# How to stop a pregnant wife robbing your chocolates



## coldestblood (Jun 4, 2011)

Still want one?


----------



## Bradleybradleyc (May 7, 2012)

Er I don't know how to tell you this, looks like the little beauty has eaten them already. That or the wife is quicker then a cobra ??


----------



## LiamAndKec (Jan 23, 2009)

You'd be surprised what some people'd do for a malteser


----------



## coldestblood (Jun 4, 2011)

Bradleybradleyc said:


> Er I don't know how to tell you this, looks like the little beauty has eaten them already. That or the wife is quicker then a cobra ??


It was the cobra.
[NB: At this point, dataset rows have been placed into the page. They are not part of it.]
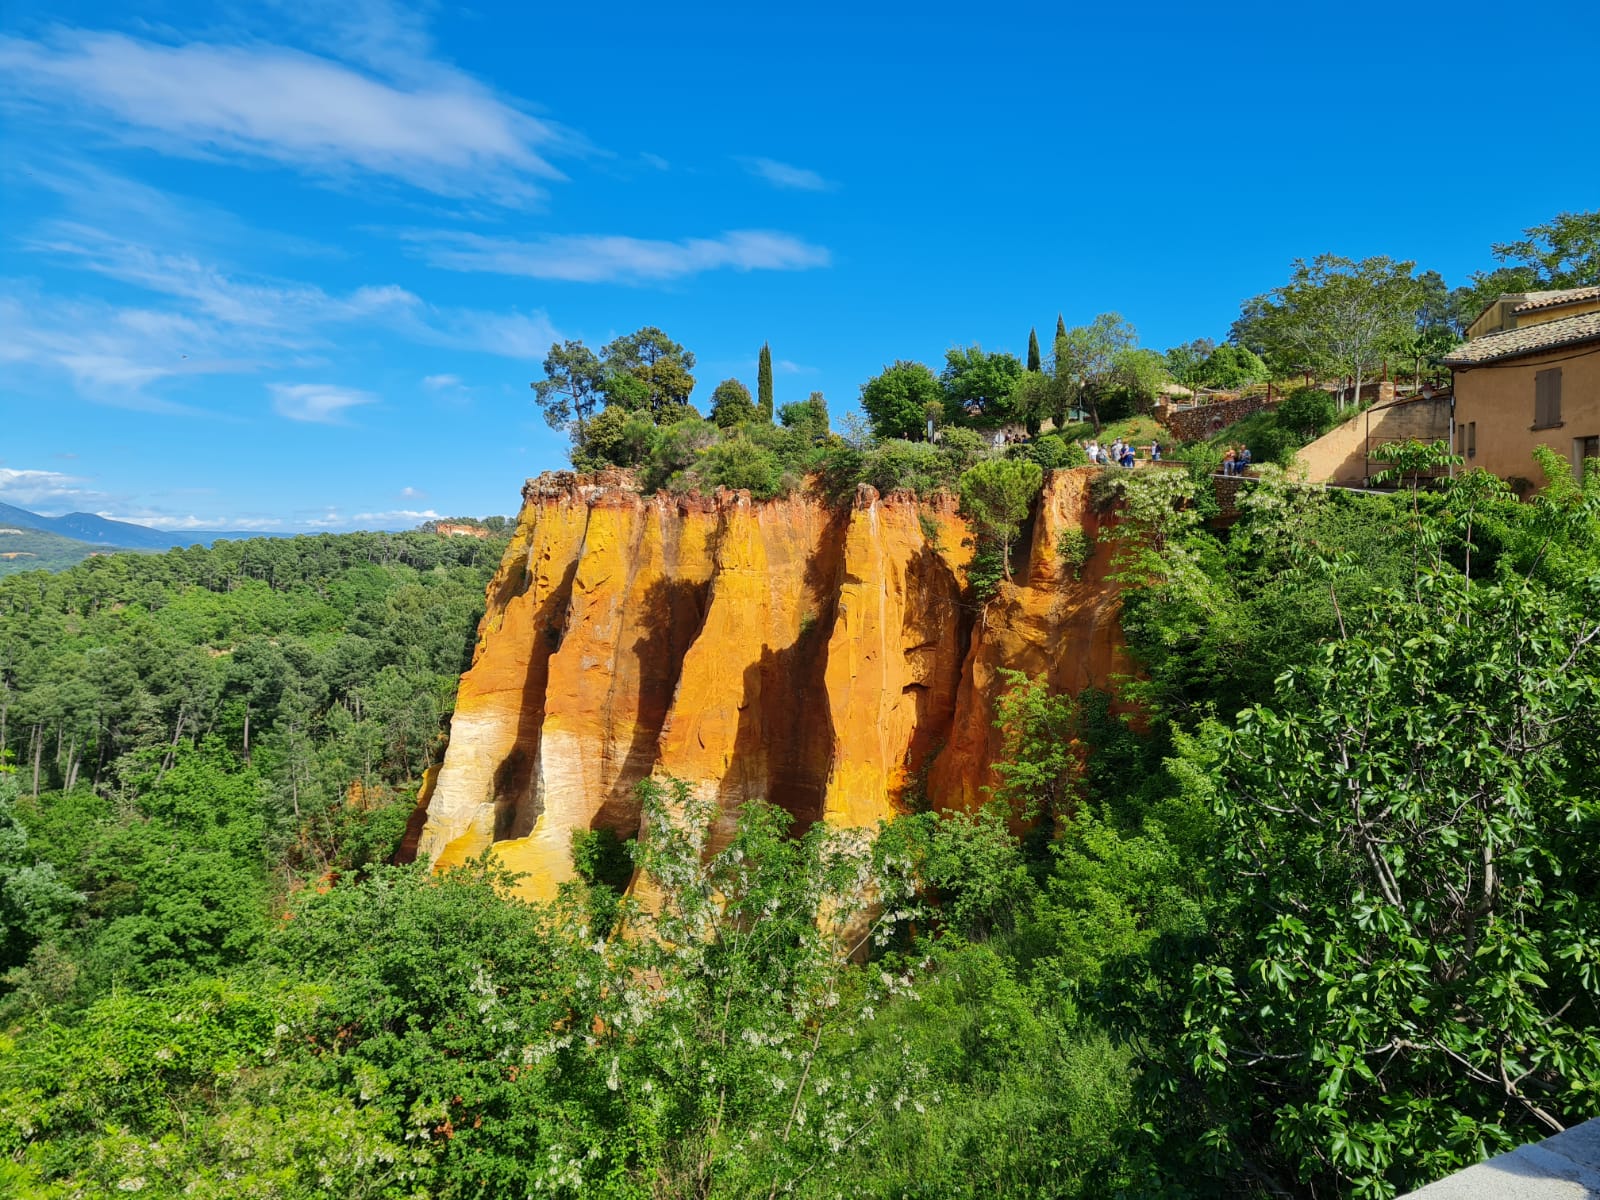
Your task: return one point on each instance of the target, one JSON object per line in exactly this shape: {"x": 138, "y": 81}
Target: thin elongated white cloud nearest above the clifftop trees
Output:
{"x": 598, "y": 258}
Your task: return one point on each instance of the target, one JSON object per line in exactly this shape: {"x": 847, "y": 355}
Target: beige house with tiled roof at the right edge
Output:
{"x": 1529, "y": 375}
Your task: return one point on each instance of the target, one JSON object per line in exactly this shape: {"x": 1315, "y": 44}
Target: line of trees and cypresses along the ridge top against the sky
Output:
{"x": 1334, "y": 319}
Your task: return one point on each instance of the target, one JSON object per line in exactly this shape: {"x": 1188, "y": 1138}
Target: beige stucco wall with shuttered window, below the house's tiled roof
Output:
{"x": 1500, "y": 399}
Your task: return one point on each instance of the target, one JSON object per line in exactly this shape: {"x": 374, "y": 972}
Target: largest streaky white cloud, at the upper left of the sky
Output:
{"x": 420, "y": 122}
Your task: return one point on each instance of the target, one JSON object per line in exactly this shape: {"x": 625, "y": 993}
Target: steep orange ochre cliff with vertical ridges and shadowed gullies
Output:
{"x": 815, "y": 657}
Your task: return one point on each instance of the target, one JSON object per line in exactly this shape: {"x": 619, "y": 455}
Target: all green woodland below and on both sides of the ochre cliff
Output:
{"x": 1318, "y": 922}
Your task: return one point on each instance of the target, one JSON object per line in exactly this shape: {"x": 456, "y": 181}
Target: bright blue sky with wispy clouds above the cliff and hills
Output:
{"x": 294, "y": 266}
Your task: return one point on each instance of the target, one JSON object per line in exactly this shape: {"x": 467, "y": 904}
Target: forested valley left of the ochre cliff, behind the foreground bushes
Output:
{"x": 196, "y": 730}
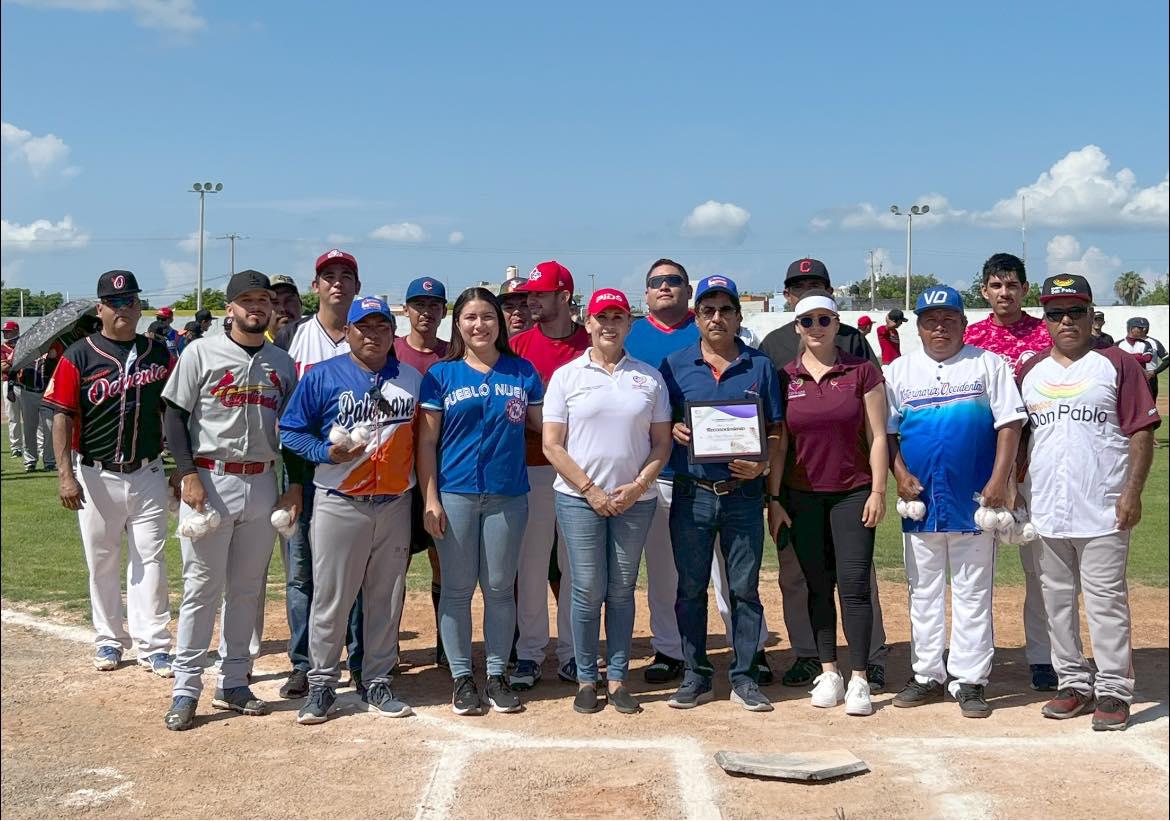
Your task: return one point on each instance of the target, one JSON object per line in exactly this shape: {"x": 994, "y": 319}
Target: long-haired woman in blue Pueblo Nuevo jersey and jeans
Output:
{"x": 471, "y": 467}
You can see a line of melted chocolate running down it's neck.


----------



## Dubia82 (Jan 19, 2012)

That your cobra? ... So cute! lol


----------



## Nikkifer (Oct 18, 2010)

haha " A little treat" on front of the box, how apt lmao
so so cute though :2thumb:


----------



## VixxieandTrixxie (Mar 20, 2012)

When your pregnant you'll try anything :gasp:


----------



## galactico (Mar 20, 2011)

haha quality picture:2thumb:


----------



## berbers (May 29, 2010)

coldestblood said:


> *Still want one?*
> 
> image


a maltesar or pregnant wife? - think i'd rather go for the chocolate........


----------



## coldestblood (Jun 4, 2011)

Dubia82 said:


> That your cobra? ... So cute! lol


Yes.



berbers said:


> a maltesar or pregnant wife? - think i'd rather go for the chocolate........


Me too at the minute. lol


----------



## hotmanrules (Sep 28, 2012)

id not be botherd about the chocs pal id be well chuffed if i found that little guy in there he would be straight home with me lol:2thumb:


----------



## addictedtoreptiles (Jun 28, 2012)

class snake, hilarious pic:lol2:


----------



## DogMan84 (Dec 16, 2011)

I would take it back to the shop you bought the chocs from and ask about their refund policy.making sure you show the person behind the counter just why your returning them :lol2:


----------



## Revobuzz (Nov 8, 2011)

A cobra may have worked for my wife on chocolate, but your cobra would not have stood a chance if we were talking ice cream....


----------



## Sazzness (Oct 18, 2012)

I can't stay away from this thread, merely because I think your N. Siamensis are gorgeous. <3 

I just come here, look at the wee face and think "awww..."





Then I realise it could kill me.


----------



## mikeyb (May 8, 2011)

cravings women get when there pregnant im supprised u didnt find a chocolate covered cobra being munched on lol


----------



## powerpuffruth (Apr 2, 2012)

brilliant :2thumb:


----------



## werewolf (Dec 26, 2009)

Wouldn't stop this girl from getting her malteasers :2thumb:


----------



## Stephan Grundy (Jan 28, 2013)

I wanna know where *I* can get the box of choccies with the special prize in it!


----------



## coldestblood (Jun 4, 2011)




----------



## Bradleybradleyc (May 7, 2012)

coldestblood said:


> image


Where the hell do you shop ! 

I'm lucky if I get food within the sell by date. . . .


----------



## coldestblood (Jun 4, 2011)

Bradleybradleyc said:


> Where the hell do you shop !
> 
> I'm lucky if I get food within the sell by date. . . .


At least your food doesn't try to murder you. lol


----------



## Bradleybradleyc (May 7, 2012)

coldestblood said:


> At least your food doesn't try to murder you. lol


:lol2: Very true

But I would rather die from being tagged by a baby cobra then a manky piece of fish :whistling2:


----------



## Jstephen (Aug 28, 2011)

coldestblood said:


> Still want one?
> 
> image


Lol, wish I could try that...


----------



## Lucy1980 (May 10, 2013)

This made me laugh!


----------



## Epicrates cenchria (May 24, 2011)

:lol2: stunning picture! and great idea : victory:


----------